What Is Urinary Iodine? Normal vs Optimal Range Explained

Iodine deficiency remains the number one preventable cause of intellectual disability worldwide and the most common cause of preventable thyroid disease. The WHO classifies urinary iodine into four tiers: adequate (100–199 µg/L), mild deficiency (50–99 µg/L), moderate deficiency (20–49 µg/L), and severe deficiency (below 20 µg/L). The CTD maps over 180 compound interactions affecting iodine metabolism and thyroid hormone synthesis pathways. Unlike most biomarkers where the lab normal range is wider than optimal, urinary iodine's adequate range of 100–199 µg/L IS the optimal range—both too little and too much iodine cause thyroid dysfunction. Approximately two billion people globally have insufficient iodine intake, and while iodized salt programs have dramatically reduced severe deficiency in developed nations, mild deficiency persists in populations that have shifted away from iodized salt toward sea salt, Himalayan salt, and processed foods prepared without iodized salt.

Iodine is the rate-limiting substrate for thyroid hormone synthesis. Your thyroid gland concentrates iodine from the bloodstream at 20–50 times plasma levels using the sodium-iodide symporter, then incorporates it into thyroglobulin to produce T4 and T3. PubMed indexes over 32,000 publications on iodine status and thyroid function. When iodine intake falls below 100 µg/day, the thyroid cannot produce adequate hormone, triggering compensatory TSH elevation that drives thyroid enlargement (goiter). In pregnancy, even mild iodine deficiency impairs fetal neurodevelopment because the developing brain depends entirely on maternal thyroid hormone during the first trimester before the fetal thyroid becomes functional. The WHO recommends 250 µg/day for pregnant and lactating women—significantly higher than the 150 µg/day adequate for non-pregnant adults—because both maternal and fetal thyroid demands must be met simultaneously.

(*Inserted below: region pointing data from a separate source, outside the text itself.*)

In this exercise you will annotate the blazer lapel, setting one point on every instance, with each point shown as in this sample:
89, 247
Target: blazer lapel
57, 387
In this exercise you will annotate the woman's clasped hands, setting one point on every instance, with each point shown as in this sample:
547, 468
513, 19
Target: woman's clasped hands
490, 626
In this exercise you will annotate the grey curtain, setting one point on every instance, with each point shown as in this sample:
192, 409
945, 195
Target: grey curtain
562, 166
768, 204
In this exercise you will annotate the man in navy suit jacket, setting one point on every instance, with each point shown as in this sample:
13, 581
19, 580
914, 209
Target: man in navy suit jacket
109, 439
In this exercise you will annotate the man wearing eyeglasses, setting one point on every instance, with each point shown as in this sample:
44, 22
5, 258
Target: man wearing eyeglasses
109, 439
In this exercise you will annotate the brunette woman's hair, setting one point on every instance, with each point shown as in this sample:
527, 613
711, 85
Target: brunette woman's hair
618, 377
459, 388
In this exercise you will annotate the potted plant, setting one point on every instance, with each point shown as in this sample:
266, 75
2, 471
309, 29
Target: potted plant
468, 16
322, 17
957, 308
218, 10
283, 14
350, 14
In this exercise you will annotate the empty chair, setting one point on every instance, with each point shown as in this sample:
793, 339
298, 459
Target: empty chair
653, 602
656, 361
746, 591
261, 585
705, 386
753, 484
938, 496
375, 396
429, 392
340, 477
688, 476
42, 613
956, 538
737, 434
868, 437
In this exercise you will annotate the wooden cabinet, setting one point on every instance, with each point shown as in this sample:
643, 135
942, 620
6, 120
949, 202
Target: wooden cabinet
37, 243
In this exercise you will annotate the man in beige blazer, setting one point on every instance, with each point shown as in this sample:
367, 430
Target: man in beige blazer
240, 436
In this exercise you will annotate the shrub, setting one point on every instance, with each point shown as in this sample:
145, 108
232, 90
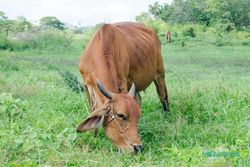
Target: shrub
4, 42
10, 108
189, 31
71, 81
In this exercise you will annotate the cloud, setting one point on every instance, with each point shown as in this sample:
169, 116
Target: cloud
84, 12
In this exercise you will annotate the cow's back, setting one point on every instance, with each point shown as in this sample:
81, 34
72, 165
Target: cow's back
123, 51
144, 53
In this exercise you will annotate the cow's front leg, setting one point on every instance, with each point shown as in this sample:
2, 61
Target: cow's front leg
162, 92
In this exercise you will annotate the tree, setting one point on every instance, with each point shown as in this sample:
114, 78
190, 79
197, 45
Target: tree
52, 22
21, 25
3, 16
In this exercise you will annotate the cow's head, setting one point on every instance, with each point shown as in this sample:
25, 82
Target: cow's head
119, 116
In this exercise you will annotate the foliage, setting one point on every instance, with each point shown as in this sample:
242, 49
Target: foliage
11, 109
52, 22
235, 13
208, 90
71, 81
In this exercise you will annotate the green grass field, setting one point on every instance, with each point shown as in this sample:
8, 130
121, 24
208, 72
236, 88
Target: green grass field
209, 91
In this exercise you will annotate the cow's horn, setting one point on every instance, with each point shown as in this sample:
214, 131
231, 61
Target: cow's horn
132, 90
104, 91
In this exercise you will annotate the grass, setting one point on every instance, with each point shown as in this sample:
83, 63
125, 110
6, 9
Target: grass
209, 89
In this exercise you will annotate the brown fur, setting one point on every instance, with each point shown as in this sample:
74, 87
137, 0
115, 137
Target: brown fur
119, 55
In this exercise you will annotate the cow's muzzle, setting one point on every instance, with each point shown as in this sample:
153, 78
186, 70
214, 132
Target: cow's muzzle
138, 148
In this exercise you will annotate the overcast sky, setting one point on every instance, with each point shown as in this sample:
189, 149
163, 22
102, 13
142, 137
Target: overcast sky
77, 12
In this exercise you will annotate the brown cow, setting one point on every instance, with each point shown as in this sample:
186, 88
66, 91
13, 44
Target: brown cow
118, 57
169, 36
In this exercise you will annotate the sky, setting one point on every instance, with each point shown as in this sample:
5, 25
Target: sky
77, 12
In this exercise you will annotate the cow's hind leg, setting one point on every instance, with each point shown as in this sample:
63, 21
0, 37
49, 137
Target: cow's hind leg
162, 91
138, 98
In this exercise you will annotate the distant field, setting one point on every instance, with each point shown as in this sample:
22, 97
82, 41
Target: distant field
209, 90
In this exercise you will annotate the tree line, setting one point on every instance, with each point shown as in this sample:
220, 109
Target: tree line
21, 24
233, 14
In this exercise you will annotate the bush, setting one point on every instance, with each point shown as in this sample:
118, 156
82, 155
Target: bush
4, 43
189, 31
37, 38
46, 38
10, 108
71, 81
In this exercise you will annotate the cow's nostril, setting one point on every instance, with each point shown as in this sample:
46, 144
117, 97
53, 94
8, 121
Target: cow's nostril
138, 148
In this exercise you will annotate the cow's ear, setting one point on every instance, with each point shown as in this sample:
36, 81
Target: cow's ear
95, 120
132, 90
92, 122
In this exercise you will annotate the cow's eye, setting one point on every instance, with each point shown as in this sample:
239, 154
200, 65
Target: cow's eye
121, 116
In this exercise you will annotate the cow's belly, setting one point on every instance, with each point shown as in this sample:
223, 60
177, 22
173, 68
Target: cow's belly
142, 79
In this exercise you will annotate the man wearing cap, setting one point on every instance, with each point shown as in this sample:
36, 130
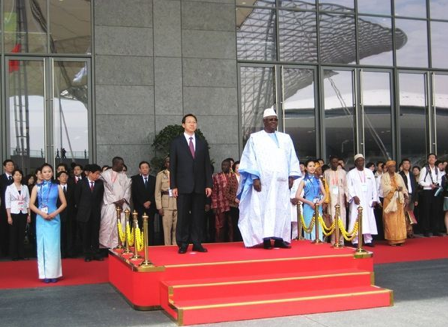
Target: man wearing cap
268, 168
362, 193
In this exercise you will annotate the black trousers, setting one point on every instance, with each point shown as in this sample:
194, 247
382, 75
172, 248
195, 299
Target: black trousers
430, 212
17, 235
190, 218
235, 215
90, 236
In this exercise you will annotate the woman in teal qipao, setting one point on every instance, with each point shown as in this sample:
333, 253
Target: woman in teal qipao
48, 225
311, 192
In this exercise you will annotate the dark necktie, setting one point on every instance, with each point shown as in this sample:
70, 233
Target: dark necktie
191, 146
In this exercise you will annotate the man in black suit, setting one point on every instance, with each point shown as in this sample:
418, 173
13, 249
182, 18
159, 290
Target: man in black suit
5, 181
67, 216
143, 187
412, 187
89, 197
191, 181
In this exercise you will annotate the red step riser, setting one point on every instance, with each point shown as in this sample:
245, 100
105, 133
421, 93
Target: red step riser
269, 287
267, 268
202, 316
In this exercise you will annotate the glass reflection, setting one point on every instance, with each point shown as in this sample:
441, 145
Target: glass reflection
441, 105
439, 44
299, 110
255, 34
339, 114
375, 50
410, 8
25, 26
70, 26
378, 7
376, 97
257, 94
26, 107
415, 52
70, 108
438, 9
298, 41
337, 42
413, 117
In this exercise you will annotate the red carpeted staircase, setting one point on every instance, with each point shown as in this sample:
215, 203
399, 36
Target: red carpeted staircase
239, 290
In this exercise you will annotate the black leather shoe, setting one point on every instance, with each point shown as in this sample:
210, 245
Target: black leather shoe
183, 249
267, 245
281, 245
199, 248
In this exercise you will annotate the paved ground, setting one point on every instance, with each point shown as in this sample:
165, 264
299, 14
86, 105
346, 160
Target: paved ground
421, 299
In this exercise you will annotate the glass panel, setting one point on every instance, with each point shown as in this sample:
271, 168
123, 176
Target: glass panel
439, 44
339, 114
26, 26
71, 130
298, 37
299, 110
257, 94
378, 7
260, 3
439, 9
255, 34
375, 41
337, 38
70, 26
337, 5
414, 52
26, 107
410, 8
413, 117
377, 115
298, 4
441, 104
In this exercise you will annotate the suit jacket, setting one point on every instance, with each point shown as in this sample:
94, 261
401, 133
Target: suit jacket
140, 194
4, 183
88, 203
188, 174
414, 184
68, 214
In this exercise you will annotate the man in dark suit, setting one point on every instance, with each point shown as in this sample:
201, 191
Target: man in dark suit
143, 187
191, 181
89, 197
5, 181
67, 216
412, 187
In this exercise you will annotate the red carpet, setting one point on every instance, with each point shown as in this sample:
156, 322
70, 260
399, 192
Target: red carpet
415, 249
23, 274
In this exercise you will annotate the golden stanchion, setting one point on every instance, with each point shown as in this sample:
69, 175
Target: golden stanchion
118, 210
337, 244
146, 262
136, 237
126, 215
360, 252
316, 225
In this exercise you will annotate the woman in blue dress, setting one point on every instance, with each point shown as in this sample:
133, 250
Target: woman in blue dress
48, 225
311, 192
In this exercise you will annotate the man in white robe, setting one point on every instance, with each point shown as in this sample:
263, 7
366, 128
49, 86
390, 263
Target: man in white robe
268, 168
362, 192
117, 192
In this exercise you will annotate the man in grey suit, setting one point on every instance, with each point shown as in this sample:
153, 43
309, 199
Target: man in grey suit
190, 182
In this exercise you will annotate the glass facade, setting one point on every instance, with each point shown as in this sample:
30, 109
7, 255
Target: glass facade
46, 90
348, 76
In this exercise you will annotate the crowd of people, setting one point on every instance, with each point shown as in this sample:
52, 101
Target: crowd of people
62, 211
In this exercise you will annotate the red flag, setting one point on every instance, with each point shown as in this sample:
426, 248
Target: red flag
14, 65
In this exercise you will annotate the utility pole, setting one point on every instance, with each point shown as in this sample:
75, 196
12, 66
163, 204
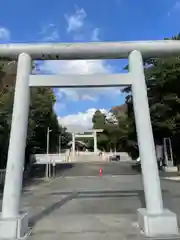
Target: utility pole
59, 144
47, 154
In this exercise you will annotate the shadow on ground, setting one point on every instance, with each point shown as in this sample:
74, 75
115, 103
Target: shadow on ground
86, 195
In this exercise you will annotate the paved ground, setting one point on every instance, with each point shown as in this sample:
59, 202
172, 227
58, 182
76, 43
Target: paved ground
79, 204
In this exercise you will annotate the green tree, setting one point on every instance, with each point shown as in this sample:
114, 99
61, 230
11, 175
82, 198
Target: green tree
41, 116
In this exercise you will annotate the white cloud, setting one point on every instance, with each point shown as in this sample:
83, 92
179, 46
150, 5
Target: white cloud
175, 7
4, 33
76, 20
80, 29
50, 33
81, 121
81, 67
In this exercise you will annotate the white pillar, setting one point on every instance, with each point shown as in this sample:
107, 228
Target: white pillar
95, 142
154, 220
150, 173
17, 144
73, 144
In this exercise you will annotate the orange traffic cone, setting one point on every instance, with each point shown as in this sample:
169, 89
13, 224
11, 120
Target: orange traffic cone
100, 172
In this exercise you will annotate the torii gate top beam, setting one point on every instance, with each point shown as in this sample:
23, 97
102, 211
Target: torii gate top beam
98, 50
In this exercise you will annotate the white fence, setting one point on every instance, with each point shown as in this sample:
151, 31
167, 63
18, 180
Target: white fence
52, 158
78, 157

Excess iodine above 300 µg/L carries its own risks, particularly for individuals with underlying autoimmune thyroid disease. FAERS data document thyroid adverse events associated with iodine-containing medications including amiodarone and iodinated contrast media. The Wolff-Chaikoff effect describes how high iodine concentrations acutely suppress thyroid hormone synthesis as a protective mechanism, but in susceptible individuals—particularly those with Hashimoto's thyroiditis—this can trigger permanent hypothyroidism or thyrotoxicosis. Halide competitors including fluoride, bromide, and perchlorate can displace iodine from the sodium-iodide symporter, reducing thyroid iodine uptake even when dietary iodine appears adequate. Spot urinary iodine varies considerably throughout the day based on recent dietary intake, which is why serial measurements or a 24-hour urine collection provides more reliable assessment than a single random sample.